A moeda de troca do século e as negociações invisíveis
A vida nesse ano teve um tempo bem diferente do que eu esperava. As vésperas do legítimo marco do “meio do ano”, percebo que a engrenagem que eu tento dominar é forte e capaz de me engolir em segundos. A essa altura eu gostaria de ter estado mais com as minhas amigas, curtido mais a minha casa, pausado na rotina e contemplado essa vida que a gente constrói com tanta garra diariamente, porque o que adianta essa luta contra o tempo, a lista de afazeres gigante, se não pra pausar e desfrutar de tudo que você foi capaz de conquistar?
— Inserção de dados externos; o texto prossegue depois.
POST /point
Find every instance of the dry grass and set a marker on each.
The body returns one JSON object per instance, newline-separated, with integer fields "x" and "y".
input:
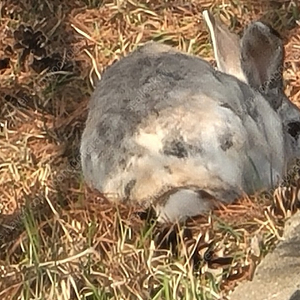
{"x": 58, "y": 239}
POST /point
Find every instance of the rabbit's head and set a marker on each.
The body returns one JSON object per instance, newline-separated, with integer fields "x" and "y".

Vou repetir quantas vezes forem necessárias: meu pai faleceu em 2021 de covid, depois de uma vida inteira de trabalho duro, que me trouxe até aqui, mas que também me afastou de muita convivência com ele. Não sei os sonhos que ele tinha, não tivemos muito tempo pra falar sobre isso, mas tenho completa ciência de que ele viveu cada segundo pra garantir uma velhice confortável, da qual não vamos brindar lado a lado. O fruto de uma vida de trabalho não virou herança gorda, mal devo conseguir comprar um carro com o que fica, mas o legado é grande, palpável e eu tenho me segurado nele com unhas e dentes. Sofro com problemas de memória, então a repetição pra mim é uma garantia de registrar profundamente, por isso todo dia penso nisso, penso nele, pauso em qualquer minuto pra brincar com o meu filhote novo, ou me contorço inteira pra comparecer na aula de cerâmica. O maior luxo da minha vida é pausar, ser, contemplar, e essa também é a minha herança.
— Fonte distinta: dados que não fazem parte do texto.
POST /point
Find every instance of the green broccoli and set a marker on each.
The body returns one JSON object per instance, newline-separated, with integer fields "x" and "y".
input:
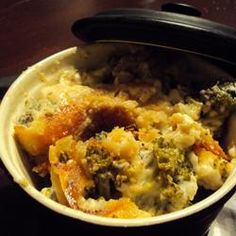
{"x": 218, "y": 103}
{"x": 108, "y": 173}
Porque é tão difícil resistir à velocidade do mundo? Porque esse controle do nosso tempo fica a cargo do dinheiro. É ele quem compra paz, calma, felicidade. Parece cético, mas é apenas a realidade. Ele não compra nada disso, mas compra tempo, e com o tempo eu sou capaz de achar a paz, que não existe quando me debato entre os boletos, a pressão da performance ou a responsabilidade da existência adulta. A maior moeda já inventada é invisível, e enquanto você não perceber isso, mais pobre fica. As pessoas ao redor não perceberam ainda, mas elas também estão nessa grande transação da troca de minutos uns com os outros, sempre buscando roubar o que você tem disponível, pra que elas tenham mais pra si. Não é nada maquiavélico, é apenas todos nós no jogo da vida! A gente tenta fazer com que as pessoas trabalhem pra que a nossa vida seja facilitada e que não gastemos o nosso tempo com as coisas, sobrando tempo pra viver a vida. E por isso tem sido cada dia mais difícil digerir o limite das relações, e refletir sobre tem me gastado uma energia sem tamanho, justamente porque meus olhos estão abertos e eu entendi, entendi que todo o tempo que eu vendo ou dou pras pessoas, pro trabalho, pras mídias ou pra ansiedade tem um preço pra mim mesma. Um valor caríssimo que eu não consigo mais pagar, porque uma vez que você vê, não é mais capaz de desver.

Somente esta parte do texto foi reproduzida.